As a student determines how to connect himself or herself to the community in decision making, Kitchener (1985) gives five guidelines for an ethical decision.  These five guidelines give structure to an Honor and Integrity System to be fair and honest with all involved and help them to make decisions in the future.  The five guidelines are as follows: Respecting Autonomy (understanding that what one person might do may not be the appropriate decision for all), Doing No Harm (understanding the necessity to cause not extra harm to others because of one’s decision), Benefiting Others (understanding in what ways a decision can be of benefit to another), Being Just (asking oneself if the decision being made if fair and just to those involved), and Being Faithful (asking oneself if they are being faithful to the ideals, people, and morals that one holds dear).    

Background

The Honor and Integrity System

In Fall 1994, Kansas State Provost James Coffman convened the Provost’s Task Force for Academic Honesty with a charge to create policies and guidelines to enhance academic integrity at Kansas State.  By 1996, a draft for the Kansas State Honor System was in place.  Within this draft, authors Dr. Mitchell D. Strauss and Brad Finkeldei (Student Body Vice President) compiled the overarching ideas of the current honor pledge. These ideas included:

That, as K-State students, they will not give or receive aid in examinations; that they will not give or receive non permitted aid in class work, in the preparation of reports or in any other work that is to be used by the instructor as the basis of grading. That, as K-State students, they will do their share and take an active part in seeing to it that others as well as themselves uphold the spirit and letter of the Honor System. This includes reporting an observed dishonesty. That, the faculty, on its part, manifests its confidence in the honor of its students by refraining from taking unusual and unreasonable precautions to prevent the forms of dishonesty mentioned above. The faculty will attempt to avoid academic procedures that create temptations to violate the Honor Pledge. On all course work, assignments, or examinations done by students at Kansas State University, the following Honor Pledge is either required or implied: ‘On my honor as a student, I have neither given nor received unauthorized aid on this academic work’ (Kansas State Honor and Integrity System, 2008, n.p.).

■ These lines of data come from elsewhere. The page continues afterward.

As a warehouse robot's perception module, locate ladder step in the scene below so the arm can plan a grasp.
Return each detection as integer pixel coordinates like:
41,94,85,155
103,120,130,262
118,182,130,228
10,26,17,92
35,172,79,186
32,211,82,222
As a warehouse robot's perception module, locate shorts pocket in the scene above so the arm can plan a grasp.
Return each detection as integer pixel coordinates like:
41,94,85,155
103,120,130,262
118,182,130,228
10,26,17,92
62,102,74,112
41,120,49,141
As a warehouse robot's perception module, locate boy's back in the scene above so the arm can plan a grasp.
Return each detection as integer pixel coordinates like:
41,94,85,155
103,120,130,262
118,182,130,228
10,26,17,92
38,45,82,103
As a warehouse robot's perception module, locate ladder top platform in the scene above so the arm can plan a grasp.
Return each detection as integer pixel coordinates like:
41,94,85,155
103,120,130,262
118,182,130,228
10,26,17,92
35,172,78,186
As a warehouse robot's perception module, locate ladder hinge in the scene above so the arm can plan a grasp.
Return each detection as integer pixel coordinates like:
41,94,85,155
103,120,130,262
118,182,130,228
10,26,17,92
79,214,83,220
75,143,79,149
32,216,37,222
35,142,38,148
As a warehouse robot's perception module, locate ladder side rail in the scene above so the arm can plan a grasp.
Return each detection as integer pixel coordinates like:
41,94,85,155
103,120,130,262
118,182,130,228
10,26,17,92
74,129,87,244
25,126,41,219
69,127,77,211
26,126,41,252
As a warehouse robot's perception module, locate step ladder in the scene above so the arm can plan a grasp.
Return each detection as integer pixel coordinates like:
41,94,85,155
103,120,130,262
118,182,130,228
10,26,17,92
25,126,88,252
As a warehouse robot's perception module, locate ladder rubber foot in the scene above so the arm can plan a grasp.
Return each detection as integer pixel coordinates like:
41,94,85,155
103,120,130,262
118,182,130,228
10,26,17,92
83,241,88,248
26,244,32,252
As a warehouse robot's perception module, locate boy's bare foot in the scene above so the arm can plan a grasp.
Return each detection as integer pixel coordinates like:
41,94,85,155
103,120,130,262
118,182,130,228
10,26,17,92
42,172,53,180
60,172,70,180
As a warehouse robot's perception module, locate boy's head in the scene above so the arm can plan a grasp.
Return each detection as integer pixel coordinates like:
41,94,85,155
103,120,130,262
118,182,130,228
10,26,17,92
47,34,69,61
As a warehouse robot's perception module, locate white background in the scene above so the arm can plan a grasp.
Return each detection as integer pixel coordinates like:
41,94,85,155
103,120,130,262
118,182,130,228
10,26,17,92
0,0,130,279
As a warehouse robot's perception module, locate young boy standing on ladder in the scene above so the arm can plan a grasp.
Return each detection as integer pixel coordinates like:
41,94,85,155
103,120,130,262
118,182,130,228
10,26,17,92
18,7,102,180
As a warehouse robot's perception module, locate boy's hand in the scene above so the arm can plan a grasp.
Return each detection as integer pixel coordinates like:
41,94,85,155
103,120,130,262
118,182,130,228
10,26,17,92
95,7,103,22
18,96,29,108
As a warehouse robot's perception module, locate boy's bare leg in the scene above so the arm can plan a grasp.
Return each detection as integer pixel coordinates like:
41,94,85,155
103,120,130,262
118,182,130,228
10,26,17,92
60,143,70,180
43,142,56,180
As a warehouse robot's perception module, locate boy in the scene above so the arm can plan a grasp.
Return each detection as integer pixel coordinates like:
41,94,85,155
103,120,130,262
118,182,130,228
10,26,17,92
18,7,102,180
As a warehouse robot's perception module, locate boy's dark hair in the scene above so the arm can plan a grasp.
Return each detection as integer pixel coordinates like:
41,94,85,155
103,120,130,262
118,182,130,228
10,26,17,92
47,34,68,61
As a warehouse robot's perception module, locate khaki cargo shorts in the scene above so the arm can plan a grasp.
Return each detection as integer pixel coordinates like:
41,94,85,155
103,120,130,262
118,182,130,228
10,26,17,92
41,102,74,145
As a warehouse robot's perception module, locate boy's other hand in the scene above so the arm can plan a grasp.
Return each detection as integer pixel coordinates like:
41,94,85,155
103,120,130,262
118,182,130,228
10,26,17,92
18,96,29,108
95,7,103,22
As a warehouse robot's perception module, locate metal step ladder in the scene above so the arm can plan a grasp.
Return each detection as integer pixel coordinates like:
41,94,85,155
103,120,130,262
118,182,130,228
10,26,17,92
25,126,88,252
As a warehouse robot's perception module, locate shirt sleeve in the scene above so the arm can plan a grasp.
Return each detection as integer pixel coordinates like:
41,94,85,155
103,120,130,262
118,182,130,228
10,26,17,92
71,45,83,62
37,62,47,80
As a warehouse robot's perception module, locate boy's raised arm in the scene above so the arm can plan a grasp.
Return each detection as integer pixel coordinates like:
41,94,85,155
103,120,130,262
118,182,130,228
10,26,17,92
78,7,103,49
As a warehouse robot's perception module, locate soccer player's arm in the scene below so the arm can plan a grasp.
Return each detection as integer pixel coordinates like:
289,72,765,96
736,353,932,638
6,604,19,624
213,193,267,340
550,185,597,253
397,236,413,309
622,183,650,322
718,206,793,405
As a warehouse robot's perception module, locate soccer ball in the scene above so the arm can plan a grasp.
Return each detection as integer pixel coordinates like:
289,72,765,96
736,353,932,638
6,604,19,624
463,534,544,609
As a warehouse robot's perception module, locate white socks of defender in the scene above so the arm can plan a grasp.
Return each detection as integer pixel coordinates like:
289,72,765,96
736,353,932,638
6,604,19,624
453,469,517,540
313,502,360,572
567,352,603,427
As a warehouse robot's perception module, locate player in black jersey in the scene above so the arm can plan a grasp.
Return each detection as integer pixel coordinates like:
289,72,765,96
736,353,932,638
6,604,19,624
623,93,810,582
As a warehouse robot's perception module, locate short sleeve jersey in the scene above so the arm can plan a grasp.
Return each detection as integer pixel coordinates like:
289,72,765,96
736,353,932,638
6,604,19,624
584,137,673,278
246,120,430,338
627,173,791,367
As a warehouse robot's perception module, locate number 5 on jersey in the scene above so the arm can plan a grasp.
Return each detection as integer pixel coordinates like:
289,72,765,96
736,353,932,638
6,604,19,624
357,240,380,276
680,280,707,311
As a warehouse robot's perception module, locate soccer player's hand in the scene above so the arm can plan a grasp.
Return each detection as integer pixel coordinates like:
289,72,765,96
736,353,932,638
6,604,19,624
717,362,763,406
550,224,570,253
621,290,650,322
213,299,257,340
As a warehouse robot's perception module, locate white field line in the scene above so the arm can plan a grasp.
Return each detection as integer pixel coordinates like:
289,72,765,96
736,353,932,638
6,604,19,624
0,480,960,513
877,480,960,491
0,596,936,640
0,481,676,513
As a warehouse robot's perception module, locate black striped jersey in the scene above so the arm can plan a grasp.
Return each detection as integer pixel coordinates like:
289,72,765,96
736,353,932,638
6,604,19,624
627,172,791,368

Kansas State Student Senate approved the proposed modified honor code system on December 4, 1997, and Faculty Senate followed in the same suit on April 4, 1998.  Through the 1998-1999 academic year, Honor Council appointees constructed the constitution and by-laws for the Honor System.  In February 2004, this constitution was amended to include graduate students within the honor pledge.  The motto for this system soon became “Education, Consultation, Mediation, Adjudication: We do it ALL with student and faculty development in mind!” (Kansas State Honor and Integrity System, 2008, n.p.).

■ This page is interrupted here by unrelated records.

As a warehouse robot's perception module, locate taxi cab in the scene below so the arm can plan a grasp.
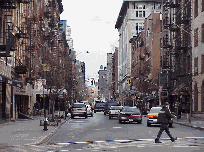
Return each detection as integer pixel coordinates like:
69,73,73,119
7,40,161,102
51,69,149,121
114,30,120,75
147,107,173,127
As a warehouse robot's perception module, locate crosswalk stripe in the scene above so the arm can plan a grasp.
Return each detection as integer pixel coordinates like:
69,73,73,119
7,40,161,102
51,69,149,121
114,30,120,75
47,137,204,146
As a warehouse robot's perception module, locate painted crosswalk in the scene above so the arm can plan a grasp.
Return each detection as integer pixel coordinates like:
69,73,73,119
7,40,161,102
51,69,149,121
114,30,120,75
3,137,204,152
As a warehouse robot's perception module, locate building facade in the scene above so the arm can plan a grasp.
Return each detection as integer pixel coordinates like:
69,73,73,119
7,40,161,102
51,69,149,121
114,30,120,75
0,0,83,121
115,0,162,103
191,0,204,113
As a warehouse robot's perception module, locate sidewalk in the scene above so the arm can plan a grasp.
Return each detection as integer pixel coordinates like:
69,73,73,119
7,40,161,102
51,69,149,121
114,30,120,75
0,116,69,147
173,114,204,130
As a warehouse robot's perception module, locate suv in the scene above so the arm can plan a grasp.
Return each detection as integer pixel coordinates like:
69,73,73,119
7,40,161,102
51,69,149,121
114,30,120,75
71,103,87,119
109,106,123,119
104,101,119,115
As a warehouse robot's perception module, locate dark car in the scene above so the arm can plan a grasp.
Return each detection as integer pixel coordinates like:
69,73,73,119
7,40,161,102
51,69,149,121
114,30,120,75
94,101,105,113
104,101,119,115
71,103,87,119
119,107,142,124
147,107,173,127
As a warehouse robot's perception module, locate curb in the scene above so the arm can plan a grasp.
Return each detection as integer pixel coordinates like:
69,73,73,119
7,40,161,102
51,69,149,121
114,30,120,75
174,121,204,130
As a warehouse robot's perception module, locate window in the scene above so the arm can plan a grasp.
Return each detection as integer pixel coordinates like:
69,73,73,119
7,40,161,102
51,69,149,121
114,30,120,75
194,0,198,18
160,20,162,32
201,24,204,43
194,28,198,47
136,11,145,17
156,4,161,9
136,4,138,9
138,5,143,9
160,38,162,48
194,57,198,75
139,23,143,31
201,54,204,74
146,30,149,37
139,11,142,17
201,0,204,12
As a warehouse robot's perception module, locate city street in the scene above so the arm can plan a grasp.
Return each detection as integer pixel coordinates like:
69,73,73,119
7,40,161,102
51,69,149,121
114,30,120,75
1,112,204,152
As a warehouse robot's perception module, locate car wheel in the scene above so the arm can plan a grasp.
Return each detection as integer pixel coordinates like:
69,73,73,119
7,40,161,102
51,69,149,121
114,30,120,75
147,123,151,127
137,120,142,124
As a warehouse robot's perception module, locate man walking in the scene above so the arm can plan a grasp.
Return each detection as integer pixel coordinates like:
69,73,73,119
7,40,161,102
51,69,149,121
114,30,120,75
155,102,177,143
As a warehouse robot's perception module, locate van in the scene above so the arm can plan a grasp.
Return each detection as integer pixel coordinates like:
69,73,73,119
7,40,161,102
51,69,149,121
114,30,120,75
71,103,87,119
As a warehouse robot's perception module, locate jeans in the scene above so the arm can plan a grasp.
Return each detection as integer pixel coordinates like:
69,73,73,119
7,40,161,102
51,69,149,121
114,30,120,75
157,124,173,139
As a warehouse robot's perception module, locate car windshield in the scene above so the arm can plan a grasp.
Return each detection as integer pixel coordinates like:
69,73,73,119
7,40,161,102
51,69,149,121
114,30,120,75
122,107,140,114
73,103,85,108
96,102,105,106
149,108,161,113
110,107,122,110
106,102,117,106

To date, 836 cases have been filed with the K-State Honor and Integrity System representing over 1100 students (Kansas State Honor and Integrity System, 2008). Faculty, staff, and other students can submit a violation report to the office regarding academic dishonesty.  As faculty and staff have the autonomy to decide to report, they too have the autonomy to decide upon a sanction for the student.  The step-by-step process that an alleged violator follows is one of due process to the student.  The student has the right to contest an allegation; however, one cannot contest the sanction.  The flowchart below (Fig. 1) follows an Honor and Integrity System report from being filed until closing the case.
 

RobertsHonorandIntegritySystemFlowchart.jpg
Figure 1: The Honor and Integrity System “Due Process” Flowchart
(Roberts, personal communication,
February 20, 2009)


Since its inception, the Kansas State Honor and Integrity System reports have ranged from minor offenses such as having a fellow classmate sign an attendance sheet for another to major offenses which could include law enforcement officials through breaking and entering to gain test material or bribery for an increased grade. As previously mentioned, faculty and staff reporters may determine a sanction for the alleged violator.  In determining an appropriate sanction, the Honor and Integrity System suggests that the reporter and hearing panel establish the level of truthfulness of the alleged violator through the process, the premeditation of the act that violated the honor pledge, and the flagrancy or severity of the act.  These three components can assist in determining the severity of a sanction from a warning to possibly suspension or expulsion from the university. One well known punitive sanction for students is reception of an “XF” for the course of violation which signifies on the student’s transcript that the student has failed this class due to academic dishonesty.  Although well known, the “XF” is no longer the standard sanction.  Based upon the focus of student development and education, the most common sanction for a student is currently the Development and Integrity course.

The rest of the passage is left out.